# Sata II im betrieb wechseln ?



## ice--ms (1. April 2007)

Hi,
wollte mal kurz fragen ob man wärend dem Betrieb eine SATA festplatte an schließen kann oder entfernen kann.
Ich glaub sowas mal gelesen zu haben.
Aber passiert da nichts wenn man dann des Stromkabel der Platte entfernt ?
Und was muss man beachten wenn es tatsächlich gehen würde


----------



## Herbboy (1. April 2007)

ice--ms am 01.04.2007 17:25 schrieb:
			
		

> Hi,
> wollte mal kurz fragen ob man wärend dem Betrieb eine SATA festplatte an schließen kann oder entfernen kann.
> Ich glaub sowas mal gelesen zu haben.
> Aber passiert da nichts wenn man dann des Stromkabel der Platte entfernt ?
> Und was muss man beachten wenn es tatsächlich gehen würde



man kann das tun. viele externe schaltet man ja auch einfach per stecker zeihen aus. aber du solltest sowohl bei externen als auch bei internen SATA  vorher rechts unten bei windows bei diesem kleinen symbol mit nem grünen pfeil drüber "sicher entfernen" durchführen. damit ist sichergestellt, dass nicht grad in dem augenblick, in dem du sie abstecken willst, etwas geschrieben wird und es dann datenverlust gibt.


----------



## ice--ms (1. April 2007)

Herbboy am 01.04.2007 17:34 schrieb:
			
		

> ice--ms am 01.04.2007 17:25 schrieb:
> 
> 
> 
> ...


Bei Vista hab ich des icon leider nich mehr irgendwie   
kann ich dann auch prolemlos den stromstecker der platte ziehen ?


----------



## Herbboy (1. April 2007)

ice--ms am 01.04.2007 17:41 schrieb:
			
		

> Bei Vista hab ich des icon leider nich mehr irgendwie
> kann ich dann auch prolemlos den stromstecker der platte ziehen ?

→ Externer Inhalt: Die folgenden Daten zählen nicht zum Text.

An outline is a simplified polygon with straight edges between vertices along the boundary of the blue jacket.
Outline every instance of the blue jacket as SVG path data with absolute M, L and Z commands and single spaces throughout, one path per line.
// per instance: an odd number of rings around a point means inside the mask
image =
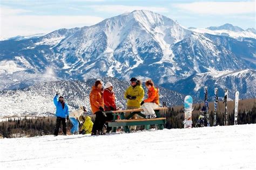
M 56 107 L 56 113 L 55 115 L 56 117 L 66 118 L 66 116 L 69 116 L 69 107 L 68 104 L 65 103 L 64 108 L 63 109 L 62 103 L 58 101 L 58 95 L 56 95 L 53 98 L 53 103 Z

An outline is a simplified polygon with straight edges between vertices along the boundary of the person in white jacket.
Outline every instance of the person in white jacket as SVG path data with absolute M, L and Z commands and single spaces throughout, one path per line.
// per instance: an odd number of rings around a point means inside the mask
M 69 114 L 69 119 L 71 121 L 73 124 L 71 130 L 71 132 L 73 134 L 79 134 L 78 126 L 79 126 L 79 117 L 83 115 L 84 112 L 86 112 L 86 109 L 85 107 L 80 106 L 78 109 L 73 111 Z

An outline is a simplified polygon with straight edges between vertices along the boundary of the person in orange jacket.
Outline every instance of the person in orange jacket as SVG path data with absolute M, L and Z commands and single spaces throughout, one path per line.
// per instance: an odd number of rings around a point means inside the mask
M 104 109 L 105 111 L 117 110 L 116 105 L 116 97 L 113 91 L 113 85 L 111 82 L 107 82 L 105 86 L 105 90 L 103 92 L 103 99 L 104 101 Z M 107 116 L 106 121 L 111 121 L 113 120 L 113 115 L 111 113 L 106 113 Z M 106 123 L 106 132 L 110 132 L 111 130 L 111 127 L 108 126 Z
M 92 91 L 90 93 L 90 104 L 92 114 L 96 115 L 95 121 L 92 126 L 91 135 L 96 135 L 102 133 L 102 129 L 106 122 L 106 115 L 104 111 L 103 92 L 102 83 L 100 80 L 95 82 L 95 86 L 92 87 Z M 97 133 L 98 131 L 98 133 Z
M 154 109 L 158 108 L 159 104 L 159 95 L 158 89 L 154 87 L 154 83 L 151 80 L 149 80 L 145 83 L 147 88 L 147 98 L 140 103 L 146 118 L 157 117 Z

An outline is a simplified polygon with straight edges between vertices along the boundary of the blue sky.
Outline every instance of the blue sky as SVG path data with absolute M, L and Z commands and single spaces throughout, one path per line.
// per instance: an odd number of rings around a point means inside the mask
M 2 38 L 95 24 L 134 10 L 149 10 L 188 27 L 230 23 L 255 27 L 255 1 L 1 0 Z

hmm. vielleicht muss man das bei vista woanders machen? aber einfach strom weg würd ich nicht machen, denn es kann wie gesagt sein, dass grad auf die platte zugegriffen wird, und dann sind mit pech daten weg oder das dateisystem oder so zerschossen.


----------



## ice--ms (1. April 2007)

Herbboy am 01.04.2007 17:45 schrieb:
			
		

> ice--ms am 01.04.2007 17:41 schrieb:
> 
> 
> 
> ...


Die platte die ich entfernen will, ist mehr oder weniger leer. 1 Spiel, könnt ich wieder installieren.
Aber die andere Platte formatiert gerade, und ich will jetzt nich den PC ausschalten, steh irgendiwe bißchen unter Zeitdruck.


----------



## Herbboy (1. April 2007)

ice--ms am 01.04.2007 17:50 schrieb:
			
		

> Herbboy am 01.04.2007 17:45 schrieb:
> 
> 
> 
> ...



versuchen kannst du es. vielleicht zuerst datenkabel ziehen,dann erst strom. 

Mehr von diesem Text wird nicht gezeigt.